Mrs Homer she said she suffered “anxiety, insomnia and stress”, which had been “compounded by the slow response from Warwickshire Police”.

“I often ask myself if the impact of the attack would have been so severe if my assailant was not a police officer,” she said.

“During the assault as I struggled to get to safety, I was sure this drunk man was fulfilling a violent cop movie fantasy.

“To be verbally abused with misogynistic slang, grabbed by the neck, and forced to the floor on a dark road by a drunk man a foot taller than me is terrifying, but to then find that he was a police officer shook my belief system to its core.”

The Crown Prosecution Service (CPS) initially decided not to charge the officer, but changed its mind after the Women’s Justice Centre intervened.

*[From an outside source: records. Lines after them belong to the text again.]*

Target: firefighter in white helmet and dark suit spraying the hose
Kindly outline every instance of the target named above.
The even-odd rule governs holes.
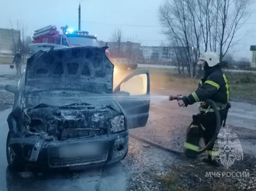
[[[198,89],[188,95],[184,100],[180,100],[178,105],[179,107],[187,107],[188,105],[209,98],[216,103],[222,124],[222,121],[227,115],[229,85],[225,74],[221,70],[219,60],[219,55],[215,52],[205,52],[202,54],[197,64],[203,66],[205,76],[201,79]],[[213,108],[201,102],[199,111],[200,113],[193,115],[193,121],[187,129],[185,155],[189,158],[196,158],[197,152],[199,151],[200,138],[202,137],[205,145],[207,145],[216,130],[216,115]],[[217,161],[212,160],[212,155],[218,154],[212,151],[213,145],[207,150],[208,157],[203,158],[203,161],[212,165],[218,165]]]

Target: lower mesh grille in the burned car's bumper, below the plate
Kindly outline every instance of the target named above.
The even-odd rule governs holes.
[[[107,160],[107,153],[95,156],[85,156],[78,158],[59,158],[53,157],[50,158],[50,165],[52,167],[65,167],[65,166],[75,166],[75,165],[86,165],[90,163],[100,163],[105,162]]]

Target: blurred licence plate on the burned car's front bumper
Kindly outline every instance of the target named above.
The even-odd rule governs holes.
[[[59,148],[61,158],[73,158],[79,156],[93,156],[102,154],[100,144],[70,145]]]

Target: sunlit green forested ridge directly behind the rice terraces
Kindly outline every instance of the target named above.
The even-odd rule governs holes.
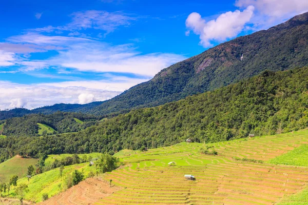
[[[153,108],[132,110],[78,133],[0,139],[0,159],[40,152],[156,148],[186,138],[216,142],[308,126],[308,67],[260,75]]]

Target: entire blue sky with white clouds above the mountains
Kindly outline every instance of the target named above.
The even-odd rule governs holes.
[[[107,100],[306,11],[306,0],[1,1],[0,109]]]

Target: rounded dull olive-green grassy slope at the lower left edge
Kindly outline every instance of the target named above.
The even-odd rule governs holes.
[[[27,168],[30,165],[35,165],[37,159],[13,157],[5,162],[0,163],[0,179],[4,182],[8,182],[13,175],[17,175],[18,178],[26,176]]]

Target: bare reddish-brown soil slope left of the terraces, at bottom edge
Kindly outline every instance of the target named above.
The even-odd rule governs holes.
[[[88,178],[80,182],[78,185],[62,192],[50,199],[38,203],[40,205],[88,205],[111,195],[113,192],[121,190],[120,187],[111,187],[108,182],[101,178]]]

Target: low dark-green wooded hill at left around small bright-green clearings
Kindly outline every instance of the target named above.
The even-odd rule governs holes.
[[[78,122],[76,119],[83,121]],[[30,114],[23,117],[14,117],[2,122],[4,135],[8,136],[40,136],[39,124],[44,124],[55,131],[49,134],[78,132],[82,129],[95,125],[98,117],[82,113],[68,113],[57,111],[53,114]],[[0,121],[1,122],[1,121]]]

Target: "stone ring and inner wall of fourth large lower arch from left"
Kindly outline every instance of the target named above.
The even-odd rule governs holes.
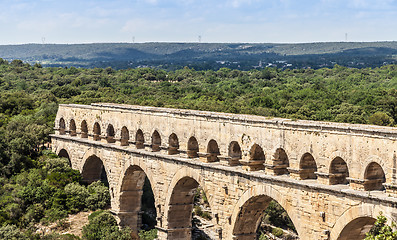
[[[199,172],[191,168],[182,168],[172,178],[164,208],[169,239],[191,239],[193,197],[199,186],[212,206],[212,195],[208,194],[205,181]]]

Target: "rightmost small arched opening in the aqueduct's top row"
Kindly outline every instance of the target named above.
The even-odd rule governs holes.
[[[368,164],[364,173],[364,190],[383,190],[384,182],[386,182],[386,177],[382,167],[376,162]]]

Sarah Everard Image: The force said it understood ‘the strength of feeling’ around women’s safety after Sarah Everard’s killing

Deputy chief constable Vanessa Jardine, from West Midlands Police, said: “Oliver Banfield was removed from public-facing police duties after the assault and while the investigation by Warwickshire Police was being carried out.

“To protect the criminal case we’ve not been able to carry out our own misconduct investigation until its conclusion.

“Now sentencing has taken place, our investigation will be carried out and PC Banfield faces allegations of gross misconduct and is currently suspended.

“We understand the strength of feeling surrounding the desperately sad death of Sarah Everard and concerns on the issue of women’s safety but it would not be appropriate for us to comment further at this stage.

“Our role is to protect the public, who should be able to trust us. We therefore hold all our officers to the highest standards and we will take appropriate action against anyone whose actions fall below what is expected.”

Police and crime commissioner David Jamieson said he had asked the force’s chief constable to brief him on the case.